How to deal with the unexpected

Much of the time we spend on genealogy, we are hunting. We’re always looking for that precious document or artifact that will take us further in filling in the details of our family stories, and if we’re lucky, we find something. But now and then we get even luckier than that. A gift falls into our lap. It could be a sheaf of letters a cousin finds in an old drawer, a pile of photos long forgotten, or an unexpected conversation that uncovers stories we never knew to ask about. We can and should be prepared to make the most of such things, and ideally we should be prepared to act quickly. Sometimes the gift is a loan, sometimes it is fragile. If we have a reliable process, we can swing into action and respond to the genealogical gift with care and gratitude.
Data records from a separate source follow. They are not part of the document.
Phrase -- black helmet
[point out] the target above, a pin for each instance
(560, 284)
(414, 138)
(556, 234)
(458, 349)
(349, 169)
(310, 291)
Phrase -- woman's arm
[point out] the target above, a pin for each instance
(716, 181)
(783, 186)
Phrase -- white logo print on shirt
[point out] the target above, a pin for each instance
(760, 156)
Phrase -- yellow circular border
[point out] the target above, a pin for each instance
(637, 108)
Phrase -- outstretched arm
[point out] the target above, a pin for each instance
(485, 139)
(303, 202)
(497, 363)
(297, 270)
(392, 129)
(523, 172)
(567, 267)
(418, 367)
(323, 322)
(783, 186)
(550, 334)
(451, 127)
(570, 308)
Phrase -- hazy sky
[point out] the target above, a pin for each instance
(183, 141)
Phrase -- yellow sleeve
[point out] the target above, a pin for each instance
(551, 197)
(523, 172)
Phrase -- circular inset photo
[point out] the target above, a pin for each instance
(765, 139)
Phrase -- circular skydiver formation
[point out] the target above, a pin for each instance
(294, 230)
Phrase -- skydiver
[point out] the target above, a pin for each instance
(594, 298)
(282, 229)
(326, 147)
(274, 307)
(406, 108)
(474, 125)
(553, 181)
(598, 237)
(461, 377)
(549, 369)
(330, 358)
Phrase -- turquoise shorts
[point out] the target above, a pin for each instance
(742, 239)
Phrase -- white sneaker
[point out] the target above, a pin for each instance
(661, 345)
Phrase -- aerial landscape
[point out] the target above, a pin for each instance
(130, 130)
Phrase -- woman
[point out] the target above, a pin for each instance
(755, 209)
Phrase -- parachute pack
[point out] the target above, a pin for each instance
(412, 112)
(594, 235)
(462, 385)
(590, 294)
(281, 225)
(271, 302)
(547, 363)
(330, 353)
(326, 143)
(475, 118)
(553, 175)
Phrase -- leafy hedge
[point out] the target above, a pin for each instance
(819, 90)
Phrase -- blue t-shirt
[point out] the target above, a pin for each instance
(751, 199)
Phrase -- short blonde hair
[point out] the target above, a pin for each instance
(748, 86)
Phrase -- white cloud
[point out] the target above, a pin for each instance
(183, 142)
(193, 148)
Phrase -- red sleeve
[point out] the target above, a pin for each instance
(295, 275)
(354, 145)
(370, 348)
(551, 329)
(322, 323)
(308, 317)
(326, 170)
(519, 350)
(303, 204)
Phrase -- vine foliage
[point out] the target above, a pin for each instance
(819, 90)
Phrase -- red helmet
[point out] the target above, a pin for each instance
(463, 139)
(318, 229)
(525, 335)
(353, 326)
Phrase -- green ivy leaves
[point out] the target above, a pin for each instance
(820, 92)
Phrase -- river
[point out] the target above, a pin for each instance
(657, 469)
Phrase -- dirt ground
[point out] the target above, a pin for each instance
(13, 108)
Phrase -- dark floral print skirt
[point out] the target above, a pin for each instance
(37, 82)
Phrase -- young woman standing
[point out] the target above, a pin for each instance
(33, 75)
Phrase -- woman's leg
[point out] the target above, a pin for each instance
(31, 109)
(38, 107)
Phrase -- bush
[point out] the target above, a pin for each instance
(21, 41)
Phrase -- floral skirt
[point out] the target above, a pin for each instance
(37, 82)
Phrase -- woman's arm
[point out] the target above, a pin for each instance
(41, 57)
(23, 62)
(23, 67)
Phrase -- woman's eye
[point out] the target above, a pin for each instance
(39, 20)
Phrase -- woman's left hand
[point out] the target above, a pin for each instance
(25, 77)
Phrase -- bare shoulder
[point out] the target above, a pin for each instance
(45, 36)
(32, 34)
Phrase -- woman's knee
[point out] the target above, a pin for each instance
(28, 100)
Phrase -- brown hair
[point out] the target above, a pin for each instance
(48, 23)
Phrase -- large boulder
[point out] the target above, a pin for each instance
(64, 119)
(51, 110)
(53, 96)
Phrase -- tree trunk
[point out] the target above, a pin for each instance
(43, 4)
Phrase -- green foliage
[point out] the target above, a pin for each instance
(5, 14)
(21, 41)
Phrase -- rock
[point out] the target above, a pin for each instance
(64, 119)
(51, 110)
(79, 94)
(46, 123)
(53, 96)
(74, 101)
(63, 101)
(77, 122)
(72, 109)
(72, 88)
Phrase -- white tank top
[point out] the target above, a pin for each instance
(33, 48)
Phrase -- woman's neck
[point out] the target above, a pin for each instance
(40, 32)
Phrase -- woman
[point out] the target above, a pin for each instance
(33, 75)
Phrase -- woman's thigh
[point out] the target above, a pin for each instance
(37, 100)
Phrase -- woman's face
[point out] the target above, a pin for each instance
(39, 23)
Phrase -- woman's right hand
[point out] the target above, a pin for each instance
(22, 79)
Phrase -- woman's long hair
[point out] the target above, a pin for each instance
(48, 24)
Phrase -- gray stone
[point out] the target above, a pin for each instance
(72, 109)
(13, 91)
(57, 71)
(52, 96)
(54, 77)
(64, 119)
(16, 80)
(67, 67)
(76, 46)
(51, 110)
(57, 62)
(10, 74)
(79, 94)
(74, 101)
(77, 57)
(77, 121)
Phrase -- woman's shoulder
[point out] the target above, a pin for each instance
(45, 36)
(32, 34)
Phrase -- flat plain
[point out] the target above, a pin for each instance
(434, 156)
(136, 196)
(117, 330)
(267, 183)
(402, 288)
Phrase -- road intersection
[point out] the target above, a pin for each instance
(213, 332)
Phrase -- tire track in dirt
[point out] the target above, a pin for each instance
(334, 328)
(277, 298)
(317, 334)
Here is the process I followed for dealing with an interesting bundle given to my mother recently and shared with me. It was a brief handwritten history, a photocopied newspaper clipping. and a scrap of notepaper listing family names. The author of the letter, a cousin, handed the bundle over, on loan, during a conversation with my mother a few days ago.
My first step was to evaluate, that is, quickly determine the nature of the material and its physical state. It was sturdy enough to be scanned, so I moved to step two, capture. Even though I had a few days to examine the actual documents, I wanted to make sure I had a digital copy for future examination and reference.
Step three was to analyze the find. I read each piece carefully and considered how it might relate to information I already had about the branch of the family this was about. Finally, I documented the find, how I came to have it, and my ideas and conclusions about its meaning within my research. If I had not been required to return the documents, I would have implemented a fifth step, which would be to preserve the original in an appropriate container to protect it from damage.
So here are my steps, which, it turns out, are very similar to the steps we should follow for things we find on purpose!
1. Evaluate.
2. Capture.
3. Analyze.
4. Document.
5. Preserve.
Did I miss anything? What do you do when serendipity strikes?